I am an Assistant Professor of Political Science, International & Public Affairs and Watson Institute Assistant Professor of China Studies at Brown University.
My research focuses on international security and Chinese foreign policy, with a particular interest in how bureaucracy shapes state behavior. My first book project (under review) explores how institutional relationships between political leaders and their national security bureaucracies affect the risk of miscalculation when states are deciding between war and peace.
Other research projects employ qualitative, statistical, and experimental methods to address theoretical puzzles regarding the politics of advisers, diplomatic and military organizations, and international security. Much of my research is substantively focused on improving our understanding of national security decision-making in the People's Republic of China.

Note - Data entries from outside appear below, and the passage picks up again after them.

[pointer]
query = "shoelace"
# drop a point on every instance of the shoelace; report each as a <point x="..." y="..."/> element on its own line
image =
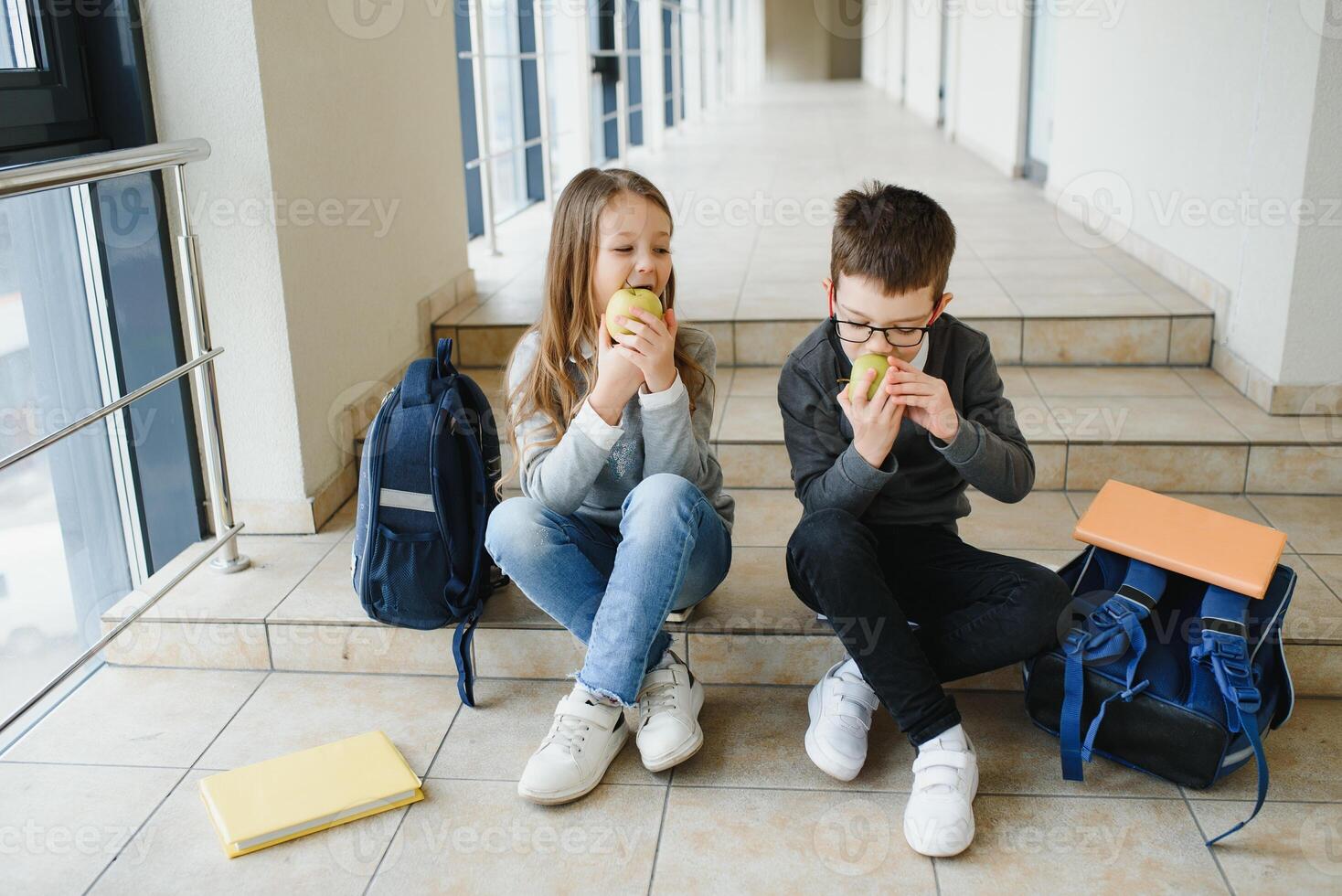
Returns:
<point x="659" y="697"/>
<point x="568" y="732"/>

A second book project, supported by a grant from the Smith Richardson Foundation, explores how domestic institutions shape threat perception, arming, and interstate competition.
I received a PhD in political science from Harvard University and held postdoctoral fellowships at the Belfer Center International Security Program and Harvard-Columbia China and the World Program. My research has been supported by the U.S. Institute of Peace, the Institute for Strategic and Conflict Studies at George Washington University, the Weatherhead Center for International Affairs, the Fairbank Center for Chinese Studies, and the Institute for Quantitative Social Science.
Previously, I served as a military intelligence officer, with assignments in Afghanistan, US Cyber Command, and the Office of the Secretary of Defense.